Je suis Charlie : l'humour & les images...

Suite à la tuerie de Charlie Hebdo, j’ai voulu écrire sur quelque chose qui m’a interpelée et dont je suis un peu plus à même de parler que de terrorisme ou des prises d’otage encore en cours au moment où je compose cet article. Tuer des dessinateurs, c’est tellement absurde. Le terrorisme lui-même est absurde, bien sûr, mais prendre pour cible un journal humoristique m’apparaît comme un symptôme d’une bêtise sans nom. J’ai été très émue par les magnifiques réactions de citoyens et de certains journaux, notamment les centaines de dessins de célébrités et d’anonymes auxquels j’ai voulu ajouter ma petite goutte d’eau avec le dessin ci-dessous.
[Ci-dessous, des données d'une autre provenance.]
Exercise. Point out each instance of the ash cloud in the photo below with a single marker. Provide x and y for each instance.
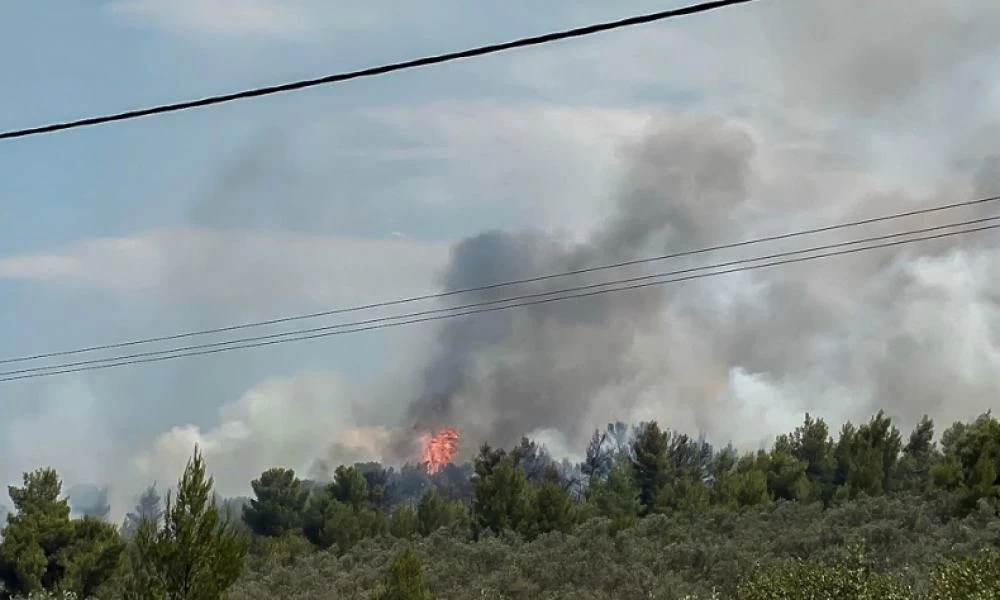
(912, 330)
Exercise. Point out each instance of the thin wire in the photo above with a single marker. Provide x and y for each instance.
(484, 307)
(493, 286)
(379, 70)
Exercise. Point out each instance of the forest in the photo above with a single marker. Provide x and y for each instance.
(864, 512)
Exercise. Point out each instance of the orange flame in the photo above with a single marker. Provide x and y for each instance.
(439, 449)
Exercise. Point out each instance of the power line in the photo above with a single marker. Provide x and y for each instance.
(493, 286)
(379, 70)
(485, 307)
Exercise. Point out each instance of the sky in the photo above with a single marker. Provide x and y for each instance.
(363, 191)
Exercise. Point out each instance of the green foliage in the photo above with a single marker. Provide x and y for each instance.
(43, 550)
(499, 500)
(616, 498)
(341, 515)
(405, 579)
(404, 523)
(149, 507)
(549, 509)
(801, 580)
(649, 467)
(279, 505)
(973, 578)
(268, 551)
(196, 555)
(435, 512)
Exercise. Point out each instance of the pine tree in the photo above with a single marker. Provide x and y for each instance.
(43, 549)
(404, 579)
(149, 506)
(196, 555)
(499, 486)
(279, 504)
(649, 466)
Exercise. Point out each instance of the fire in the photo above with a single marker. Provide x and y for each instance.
(439, 449)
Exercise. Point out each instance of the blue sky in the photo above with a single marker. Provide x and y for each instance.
(293, 203)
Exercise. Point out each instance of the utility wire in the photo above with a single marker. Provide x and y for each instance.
(493, 286)
(379, 70)
(490, 306)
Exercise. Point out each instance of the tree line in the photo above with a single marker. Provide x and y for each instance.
(195, 546)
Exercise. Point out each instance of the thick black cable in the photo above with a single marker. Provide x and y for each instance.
(380, 70)
(484, 307)
(446, 294)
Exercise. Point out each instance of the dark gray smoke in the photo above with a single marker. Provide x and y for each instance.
(501, 375)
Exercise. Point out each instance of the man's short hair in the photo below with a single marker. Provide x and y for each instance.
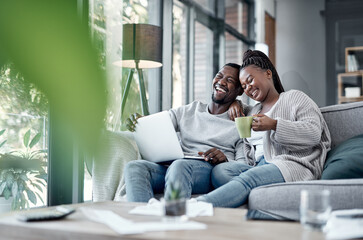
(234, 65)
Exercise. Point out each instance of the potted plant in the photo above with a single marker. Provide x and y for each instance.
(175, 202)
(22, 174)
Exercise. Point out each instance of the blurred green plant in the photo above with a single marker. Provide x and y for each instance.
(18, 95)
(22, 173)
(133, 11)
(175, 192)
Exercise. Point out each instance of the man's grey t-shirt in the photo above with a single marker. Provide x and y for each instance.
(200, 131)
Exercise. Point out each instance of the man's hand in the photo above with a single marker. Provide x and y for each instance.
(132, 121)
(235, 110)
(263, 123)
(214, 156)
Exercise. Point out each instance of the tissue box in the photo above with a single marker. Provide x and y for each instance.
(352, 92)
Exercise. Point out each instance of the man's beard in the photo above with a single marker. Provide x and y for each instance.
(220, 101)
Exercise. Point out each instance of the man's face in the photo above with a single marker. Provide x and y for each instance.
(226, 85)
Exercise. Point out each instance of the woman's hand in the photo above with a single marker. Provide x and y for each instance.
(263, 123)
(214, 156)
(132, 121)
(235, 110)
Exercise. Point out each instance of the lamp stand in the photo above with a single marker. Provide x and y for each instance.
(144, 104)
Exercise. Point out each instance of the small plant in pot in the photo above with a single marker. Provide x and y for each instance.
(175, 202)
(22, 174)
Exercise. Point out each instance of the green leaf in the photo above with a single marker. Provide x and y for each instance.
(42, 176)
(39, 181)
(38, 187)
(14, 189)
(24, 177)
(31, 196)
(26, 138)
(35, 140)
(7, 193)
(40, 197)
(2, 187)
(2, 144)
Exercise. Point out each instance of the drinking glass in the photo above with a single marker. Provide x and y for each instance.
(315, 208)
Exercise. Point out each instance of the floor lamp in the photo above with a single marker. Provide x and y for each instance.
(141, 48)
Mais j’ai aussi été particulièrement choquée par les dessins de Charlie Hebdo floutés ou pixelisés publiés par certains journaux qui parfois n’hésitent pas pour autant à montrer la vidéo de l’exécution du policier abattu dans la rue. Cela revient à dire que Charlie Hebdo avait tort de les publier, finalement. Que la liberté d’expression doit céder à la violence, qu’on peut rire de certains mais pas de tous. Voici donc une petite réflexion sur deux aspects qui me frappent : l’humour pris au premier degré, et l’opposition à toute représentation de Mahomet.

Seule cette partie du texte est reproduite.